The passing of both my father and brother-in-law overlapped with the births of our two sons. Now our responsibilities are our children. We need to ensure we make their childhoods the best they can possibly be – full of happiness, learning and experience. We also need to keep them safe and provide a secure home for them.
We are achieving all of those aims with our current set-up. The big difference, we’ve realised, is that we don’t actually need to be based in the UK for that to happen. Children can go to school anywhere and if we want to keep moving, we could in theory home-school them. Given the current challenges with UK education, taking the boys out of school could be a positive rather than a negative.
Travelling the world with kids costs a lot of money – we are not blind to this – but whilst we don’t have endless savings, we do have assets that can be leveraged. This is where the freedom years of our thirties bear fruit; the flats that we kept as rentals, our trusty campervan and our house. If we can make them pay, we can potentially cover our travel costs.
Of course when you leave your life behind, you potentially need to leave your stuff behind. But do we really need all the junk we have accumulated? Sometimes I look at all the kitchen appliances, the vases and plant pots, the nick nacks, pictures on the wall, the gifts we’ve received over the years that are not to our taste, the pinterest-inspired crafty things that I should never have tried to recreate and the bookcases full of other people’s stories and I feel weighed down by it all. How much of this do you actually need to live a good life? Very little I’m guessing. Maybe a forced de-clutter would be a good thing.
Work is obviously an issue. A regular paycheck is a big reason to stay put. We can both freelance though, it just takes a bit of work to build contacts. As long as we have access to WiFi there is no reason why we couldn’t work from anywhere in the world and maybe a break would help us work out exactly what it is we want to do.
This is starting to sound more do-able than not!
Fear of the unknown
Let’s take a reality check. Taking the kids out of school, relying on freelance work, home-schooling selling all of our stuff, renting out our house, using up our savings to travel the world – it’s scary stuff that is not to be taken lightly.
On the other hand, one thing I remember from times sitting in the hospital with my dad was that life is short and you can’t see what is coming. If you want to do something with your life, don’t delay it.

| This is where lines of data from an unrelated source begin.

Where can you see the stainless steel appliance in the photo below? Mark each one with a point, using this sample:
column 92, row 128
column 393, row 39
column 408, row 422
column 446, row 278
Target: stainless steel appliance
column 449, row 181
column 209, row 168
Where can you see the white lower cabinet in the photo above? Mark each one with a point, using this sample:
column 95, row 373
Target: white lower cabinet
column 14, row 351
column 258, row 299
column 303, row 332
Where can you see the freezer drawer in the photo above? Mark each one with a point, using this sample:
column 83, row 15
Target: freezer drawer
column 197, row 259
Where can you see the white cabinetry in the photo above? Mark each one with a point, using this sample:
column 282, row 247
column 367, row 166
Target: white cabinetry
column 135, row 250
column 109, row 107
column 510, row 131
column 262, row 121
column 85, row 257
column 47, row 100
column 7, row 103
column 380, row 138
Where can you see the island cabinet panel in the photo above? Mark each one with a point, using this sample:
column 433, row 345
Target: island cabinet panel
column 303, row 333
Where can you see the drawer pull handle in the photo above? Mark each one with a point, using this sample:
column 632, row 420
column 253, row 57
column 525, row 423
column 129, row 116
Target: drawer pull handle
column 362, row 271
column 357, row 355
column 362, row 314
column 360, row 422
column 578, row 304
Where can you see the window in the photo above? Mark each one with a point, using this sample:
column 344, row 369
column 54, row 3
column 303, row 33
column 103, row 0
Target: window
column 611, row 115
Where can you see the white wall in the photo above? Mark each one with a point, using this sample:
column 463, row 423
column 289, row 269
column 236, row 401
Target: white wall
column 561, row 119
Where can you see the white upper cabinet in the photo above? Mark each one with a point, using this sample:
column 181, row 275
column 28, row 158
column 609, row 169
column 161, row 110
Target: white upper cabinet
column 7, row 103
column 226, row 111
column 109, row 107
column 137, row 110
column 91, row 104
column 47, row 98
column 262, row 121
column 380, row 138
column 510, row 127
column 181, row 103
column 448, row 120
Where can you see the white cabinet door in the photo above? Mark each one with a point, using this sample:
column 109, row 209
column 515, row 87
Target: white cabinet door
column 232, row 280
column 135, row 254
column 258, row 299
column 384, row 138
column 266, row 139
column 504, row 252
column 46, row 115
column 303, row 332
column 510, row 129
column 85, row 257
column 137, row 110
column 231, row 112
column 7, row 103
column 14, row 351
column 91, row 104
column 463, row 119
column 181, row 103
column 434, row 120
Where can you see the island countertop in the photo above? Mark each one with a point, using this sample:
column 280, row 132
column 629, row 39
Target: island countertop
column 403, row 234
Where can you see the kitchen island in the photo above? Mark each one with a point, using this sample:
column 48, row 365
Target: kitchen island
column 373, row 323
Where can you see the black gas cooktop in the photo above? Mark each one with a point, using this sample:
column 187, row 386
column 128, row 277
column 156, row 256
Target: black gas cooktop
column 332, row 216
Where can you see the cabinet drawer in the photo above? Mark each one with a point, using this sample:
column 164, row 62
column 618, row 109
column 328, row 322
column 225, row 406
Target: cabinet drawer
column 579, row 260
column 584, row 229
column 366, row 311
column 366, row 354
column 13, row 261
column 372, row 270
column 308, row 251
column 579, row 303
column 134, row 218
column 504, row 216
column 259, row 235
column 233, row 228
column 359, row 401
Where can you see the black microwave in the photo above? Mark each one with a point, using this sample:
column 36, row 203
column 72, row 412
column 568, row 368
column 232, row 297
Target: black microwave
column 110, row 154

So what are the Travelling Chimps going to do?
We are going to research whether travelling in our forties with kids is actually do-able. We need to know that it is the right decision and not completely irresponsible.
We’re also going to stop buying so much unnecessary stuff, filling our house with things we don’t really need. Who knows – it might be that we need to put it all into storage so that the Travelling Chimps can go on a real adventure.